The Platform is so common now people buy Roku by accident
Not that people don’t consider what operating system is on their new TV when they buy it, but most of the people who sell TV’s don’t give you a run down as to how everything works before you buy it. They have TV’s on a wall showing the same thing on every screen despite the manufacturer. And there is almost no opportunity to try out how a TV works at the store. So instead people look at picture and price and decide. When they get home they start to figure out which button does what. And so while there are definitely people who know Roku already, it has more then 30 million active accounts, it does not mean that people knew it from the start. They knew they had always bought RCA TV’s. They knew Westinghouse has been in the business since TV existed. So they go with a brand and in turn discover Roku.

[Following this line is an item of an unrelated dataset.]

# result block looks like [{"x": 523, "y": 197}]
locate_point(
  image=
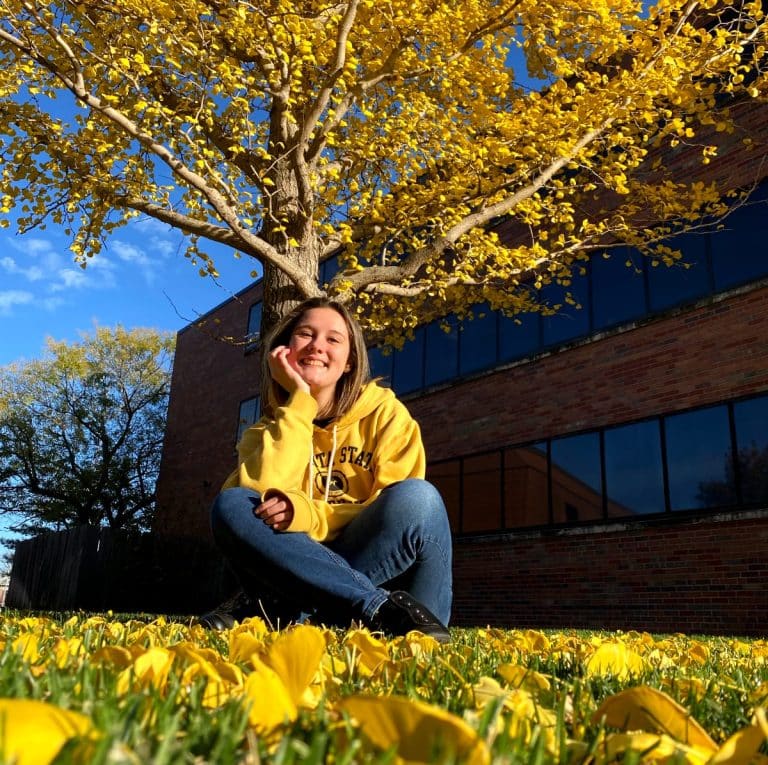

Cord cutting has been steadily growing
A recent study shows that there are over 20 million people without cable these days and that it is rising every year. What do people do instead. They look for what is on TV via an antenna and they look for what they can stream. Even more, aside from running to a paid service (since they already got those all important passwords) they will look for what they can see without spending more money. Roku makes this very easy from things like its Roku channel or Featured free options, to the search we covered earlier. It also has a number of categories like most popular and Top Free to get people interested in discovering what is out there. So if the company already has an in to the living room as a TV’s OS, its only natural for it to become the content advisor as well. Its long established rep as a device and platform that does not force people to sign up for anything they don’t want makes it a natural choice for those looking for options.
You can get a Roku powered TV for $200.00 or less, You can get an entry level Roku device for less than $30.00. The TV’s can get far more expensive depending features and manufacturer but at price points almost everywhere along the spectrum it’s a very easy thing to buy into. And once people get used to it they are likely to just stick with it. Its really simple math. Apple TV $120.00, Roku $30.00. I don’t have much to throw around right now, plus I don’t have an iPhone or whatever. Roku does not win every time, but it makes it easy for new consumers to check it out.
There are probably a number of other things about Roku that are taking the company up the stock market. But we definitely think this list gets to the heart of why the company is making the splash it is so far.